Immune function biomarker QuantiFERON-monitor is associated with infection risk in cirrhotic patients
AuthorSood, S; Yu, L; Visvanathan, K; Angus, PW; Gow, PJ; Testro, AG
Source TitleWorld Journal of Hepatology
PublisherBAISHIDENG PUBLISHING GROUP INC
University of Melbourne Author/sAngus, Peter; Visvanathan, Kumar; Sood, Siddharth; Yu, Lijia; Testro, Adam; Gow, Paul
Medicine (Austin & Northern Health)
Medicine (St Vincent's)
Document TypeJournal Article
CitationsSood, S., Yu, L., Visvanathan, K., Angus, P. W., Gow, P. J. & Testro, A. G. (2016).

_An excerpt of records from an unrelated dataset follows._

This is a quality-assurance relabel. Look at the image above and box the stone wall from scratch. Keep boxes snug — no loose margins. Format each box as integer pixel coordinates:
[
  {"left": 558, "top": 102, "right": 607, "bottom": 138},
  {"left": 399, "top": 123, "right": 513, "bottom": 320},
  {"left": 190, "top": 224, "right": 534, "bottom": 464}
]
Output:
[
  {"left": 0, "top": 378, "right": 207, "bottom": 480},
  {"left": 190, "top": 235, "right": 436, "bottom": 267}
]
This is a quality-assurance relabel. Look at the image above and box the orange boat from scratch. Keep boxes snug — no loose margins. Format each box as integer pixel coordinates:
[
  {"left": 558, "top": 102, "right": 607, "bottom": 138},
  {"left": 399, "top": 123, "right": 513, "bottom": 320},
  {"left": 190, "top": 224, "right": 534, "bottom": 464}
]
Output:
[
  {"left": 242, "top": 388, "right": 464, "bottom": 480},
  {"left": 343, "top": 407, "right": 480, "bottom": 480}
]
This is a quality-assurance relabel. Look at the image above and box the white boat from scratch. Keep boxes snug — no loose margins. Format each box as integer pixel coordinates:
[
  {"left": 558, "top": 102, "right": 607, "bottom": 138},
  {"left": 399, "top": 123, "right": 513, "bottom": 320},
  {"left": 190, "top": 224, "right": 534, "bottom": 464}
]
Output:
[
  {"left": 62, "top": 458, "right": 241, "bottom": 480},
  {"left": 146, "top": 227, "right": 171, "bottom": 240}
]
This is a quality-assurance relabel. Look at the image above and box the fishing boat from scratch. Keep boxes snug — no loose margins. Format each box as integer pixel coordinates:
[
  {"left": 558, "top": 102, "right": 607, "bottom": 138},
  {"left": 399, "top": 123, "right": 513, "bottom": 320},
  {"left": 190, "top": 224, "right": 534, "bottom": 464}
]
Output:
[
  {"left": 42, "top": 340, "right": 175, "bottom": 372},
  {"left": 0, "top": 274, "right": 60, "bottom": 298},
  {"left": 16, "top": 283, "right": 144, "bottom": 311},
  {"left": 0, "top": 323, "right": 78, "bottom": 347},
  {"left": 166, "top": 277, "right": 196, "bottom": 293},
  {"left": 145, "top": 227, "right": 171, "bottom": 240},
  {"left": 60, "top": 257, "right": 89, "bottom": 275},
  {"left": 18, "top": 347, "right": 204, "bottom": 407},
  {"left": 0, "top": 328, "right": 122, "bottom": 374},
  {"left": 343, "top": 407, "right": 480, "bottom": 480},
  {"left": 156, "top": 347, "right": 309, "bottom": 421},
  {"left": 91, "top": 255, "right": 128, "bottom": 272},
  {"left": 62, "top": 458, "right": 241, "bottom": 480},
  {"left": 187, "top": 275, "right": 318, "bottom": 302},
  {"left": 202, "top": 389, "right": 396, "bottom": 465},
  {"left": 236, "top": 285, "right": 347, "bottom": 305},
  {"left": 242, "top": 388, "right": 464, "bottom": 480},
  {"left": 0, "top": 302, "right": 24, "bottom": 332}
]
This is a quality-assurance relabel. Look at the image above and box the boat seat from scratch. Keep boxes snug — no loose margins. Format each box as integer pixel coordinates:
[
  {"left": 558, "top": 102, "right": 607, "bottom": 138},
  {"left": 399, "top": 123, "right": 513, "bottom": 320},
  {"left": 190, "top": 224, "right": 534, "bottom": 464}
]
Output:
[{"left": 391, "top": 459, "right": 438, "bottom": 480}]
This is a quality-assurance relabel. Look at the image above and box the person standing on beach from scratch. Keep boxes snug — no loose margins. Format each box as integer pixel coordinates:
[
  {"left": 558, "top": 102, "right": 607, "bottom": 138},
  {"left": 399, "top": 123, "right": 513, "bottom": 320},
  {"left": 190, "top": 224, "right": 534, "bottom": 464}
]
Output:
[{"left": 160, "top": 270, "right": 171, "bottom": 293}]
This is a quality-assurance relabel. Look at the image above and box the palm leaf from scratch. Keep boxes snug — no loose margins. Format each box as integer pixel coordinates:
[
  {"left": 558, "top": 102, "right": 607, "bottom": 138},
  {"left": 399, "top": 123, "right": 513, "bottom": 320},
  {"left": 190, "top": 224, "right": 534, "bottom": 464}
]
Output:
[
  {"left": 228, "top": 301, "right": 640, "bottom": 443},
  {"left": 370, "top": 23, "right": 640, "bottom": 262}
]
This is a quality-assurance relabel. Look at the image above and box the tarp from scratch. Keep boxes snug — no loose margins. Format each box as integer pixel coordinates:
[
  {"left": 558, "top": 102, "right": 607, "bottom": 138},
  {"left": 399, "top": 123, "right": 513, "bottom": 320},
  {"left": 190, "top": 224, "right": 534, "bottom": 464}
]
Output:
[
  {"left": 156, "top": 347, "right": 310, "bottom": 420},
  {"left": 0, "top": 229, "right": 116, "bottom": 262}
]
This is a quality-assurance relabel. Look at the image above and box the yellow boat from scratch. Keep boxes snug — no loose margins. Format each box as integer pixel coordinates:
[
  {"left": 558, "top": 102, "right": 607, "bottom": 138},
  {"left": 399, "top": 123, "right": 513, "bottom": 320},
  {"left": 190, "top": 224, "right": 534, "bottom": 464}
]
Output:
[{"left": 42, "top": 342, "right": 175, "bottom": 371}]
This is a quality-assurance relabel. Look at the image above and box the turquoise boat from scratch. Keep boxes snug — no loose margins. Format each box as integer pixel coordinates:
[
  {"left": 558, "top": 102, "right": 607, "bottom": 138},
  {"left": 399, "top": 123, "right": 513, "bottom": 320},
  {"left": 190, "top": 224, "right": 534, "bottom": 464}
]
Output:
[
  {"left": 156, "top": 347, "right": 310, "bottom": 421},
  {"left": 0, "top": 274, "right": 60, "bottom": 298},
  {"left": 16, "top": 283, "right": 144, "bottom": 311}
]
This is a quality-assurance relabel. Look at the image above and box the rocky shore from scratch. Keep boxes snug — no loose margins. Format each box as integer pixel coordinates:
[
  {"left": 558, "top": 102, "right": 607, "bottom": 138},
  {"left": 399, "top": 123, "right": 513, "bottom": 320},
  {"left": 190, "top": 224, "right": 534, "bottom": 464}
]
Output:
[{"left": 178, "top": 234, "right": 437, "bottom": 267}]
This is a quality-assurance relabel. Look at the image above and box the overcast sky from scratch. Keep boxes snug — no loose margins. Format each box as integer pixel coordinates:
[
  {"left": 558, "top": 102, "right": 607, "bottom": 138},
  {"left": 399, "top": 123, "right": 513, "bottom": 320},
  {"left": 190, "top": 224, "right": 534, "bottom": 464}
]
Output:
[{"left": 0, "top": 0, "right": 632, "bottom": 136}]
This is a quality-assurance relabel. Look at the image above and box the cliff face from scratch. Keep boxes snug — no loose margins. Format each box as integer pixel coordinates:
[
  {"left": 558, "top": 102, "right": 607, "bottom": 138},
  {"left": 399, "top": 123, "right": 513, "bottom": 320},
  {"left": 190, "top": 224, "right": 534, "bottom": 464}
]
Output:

Immune function biomarker QuantiFERON-monitor is associated with infection risk in cirrhotic patients. WORLD JOURNAL OF HEPATOLOGY, 8 (35), pp.1569-1575. https://doi.org/10.4254/wjh.v8.i35.1569.
Access StatusOpen Access
AIM: To investigate whether a novel immune function biomarker QuantiFERON-Monitor (QFM) can identify cirrhotic patients at greatest risk of infection. METHODS: Adult cirrhotic patients on the liver transplant waiting list were recruited for this observational cohort study from a tertiary liver transplant referral unit. The immune function biomarker, QFM was performed using the same method as the widely available Quantiferon-gold assay, and measures output in interferon gamma in IU/mL after dual stimulation of the innate and adaptive immune systems. Ninety-one cirrhotic patients were recruited, with 47 (52%) transplanted on the day of their QFM. The remaining 44 (48%) were monitored for infections until transplant, death, or census date of 1st February 2014. RESULTS: Cirrhotic patients express a median QFM significantly lower than healthy controls (94.5 IU/mL vs 423 IU/mL), demonstrating that they are severely immunosuppressed. Several factors including model for end stage liver disease, presence of hepatocellular carcinoma, bilirubin, international normalized ratio and haemoglobin were associated with QFM on univariate analysis. Disease aetiology did not appear to impact QFM. On multivariate analysis, only Child-Pugh score and urea were significantly associated with a patient's immune function as objectively measured by QFM. In the 44 patients who were not transplanted immediately after their blood test and could be monitored for subsequent infection risk, 13 (29.5%) experienced a pre-transplant infection a median 20 d (range 2-182) post-test. QFM < 214 IU/mL was associated with HR = 4.1 (P = 0.01) for infection. A very low QFM < 30 IU/mL was significantly associated (P = 0.003) with death in three patients who died while awaiting transplantation (HR = 56.6). CONCLUSION: QFM is lower in cirrhotics, allowing objective determinations of an individual's unique level of immune dysfunction. Low QFM was associated with increased susceptibility to infection.